Opinion
01-02-2015
The Legal Aid Bureau of Buffalo, Inc., Buffalo (Timothy P. Murphy of Counsel), for Defendant–Appellant. Frank A. Sedita, III, District Attorney, Buffalo (Michael J. Hillery of Counsel), for Respondent.
The Legal Aid Bureau of Buffalo, Inc., Buffalo (Timothy P. Murphy of Counsel), for Defendant–Appellant.
Frank A. Sedita, III, District Attorney, Buffalo (Michael J. Hillery of Counsel), for Respondent.

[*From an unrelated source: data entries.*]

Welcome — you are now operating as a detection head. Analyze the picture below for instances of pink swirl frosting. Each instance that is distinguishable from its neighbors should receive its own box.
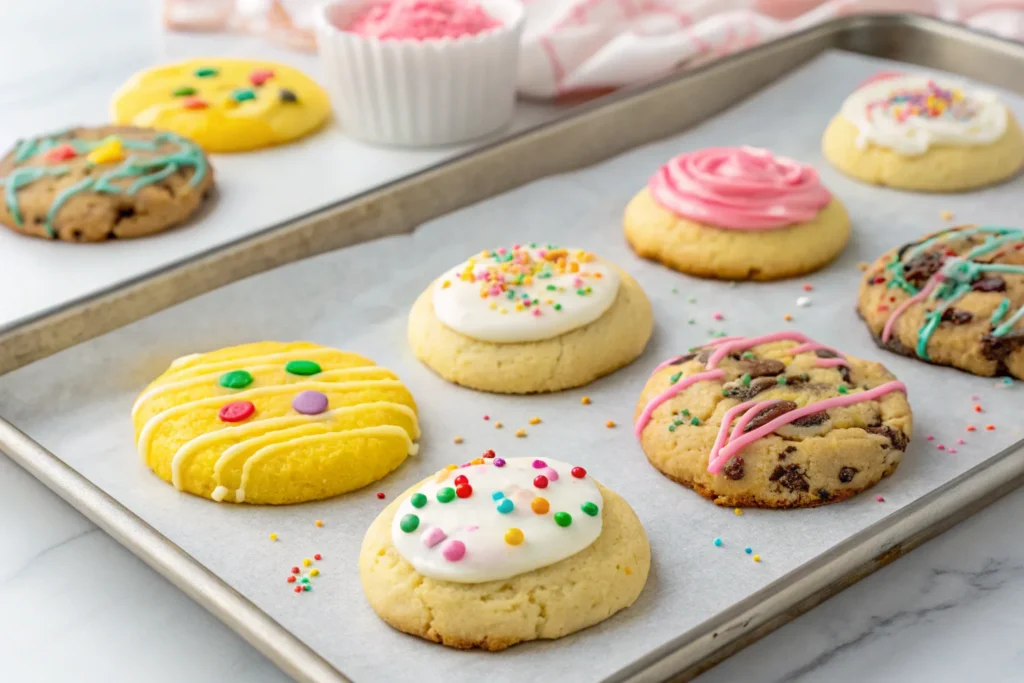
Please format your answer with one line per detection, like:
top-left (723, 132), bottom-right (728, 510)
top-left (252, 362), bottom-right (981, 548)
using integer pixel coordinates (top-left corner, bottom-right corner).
top-left (650, 147), bottom-right (831, 230)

PRESENT: CENTRA, J.P., LINDLEY, SCONIERS, and WHALEN, JJ.
Opinion
MEMORANDUM:On appeal from a judgment convicting him upon a jury verdict of rape in the first degree (Penal Law § 130.35[1] ), defendant contends that County Court erred in denying his challenge for cause to a prospective juror. We reject that contention. Pursuant to CPL 270.20(1)(b), a challenge for cause to a prospective juror may be made “on the ground that ... he [or she] has a state of mind that is likely to preclude him [or her] from rendering an impartial verdict based upon the evidence adduced at the trial.” Only statements that “cast serious doubt on [a prospective juror's] ability to render an impartial verdict” trigger a court's obligation to obtain an unequivocal assurance from the prospective juror that he or she can render an impartial verdict (People v. Arnold, 96 N.Y.2d 358, 363, 729 N.Y.S.2d 51, 753 N.E.2d 846 ; see People v. Harris, 19 N.Y.3d 679, 685, 954 N.Y.S.2d 777, 978 N.E.2d 1246 ). Here, the prospective juror stated that her daughter had been the victim of a sexual assault, but nothing that she said raised a serious doubt as to her ability to render an impartial verdict (see People v. Campanella, 100 A.D.3d 1420, 1421, 953 N.Y.S.2d 786, lv. denied 20 N.Y.3d 1060, 962 N.Y.S.2d 611, 985 N.E.2d 921 ; People v. Turner, 6 A.D.3d 1190, 1190, 775 N.Y.S.2d 689, lv. denied 3 N.Y.3d 649, 782 N.Y.S.2d 420, 816 N.E.2d 210 ). In any event, in responding to follow-up questions from the court and defense counsel, the prospective juror gave an “unequivocal assurance that [she could] set aside any bias and render an impartial verdict based on the evidence” (People v. Johnson, 94 N.Y.2d 600, 614, 709 N.Y.S.2d 134, 730 N.E.2d 932 ; see People v. Chambers, 97 N.Y.2d 417, 419, 740 N.Y.S.2d 291, 766 N.E.2d 953 ).
Viewing the evidence in light of the elements of the crime as charged to the jury (see People v. Danielson, 9 N.Y.3d 342, 349, 849 N.Y.S.2d 480, 880 N.E.2d 1 ), we reject defendant's contention that the verdict is against the weight of the evidence (see generally People v. Bleakley, 69 N.Y.2d 490, 495, 515 N.Y.S.2d 761, 508 N.E.2d 672 ). Finally, the sentence is not unduly harsh or severe.
It is hereby ORDERED that the judgment so appealed from is unanimously affirmed.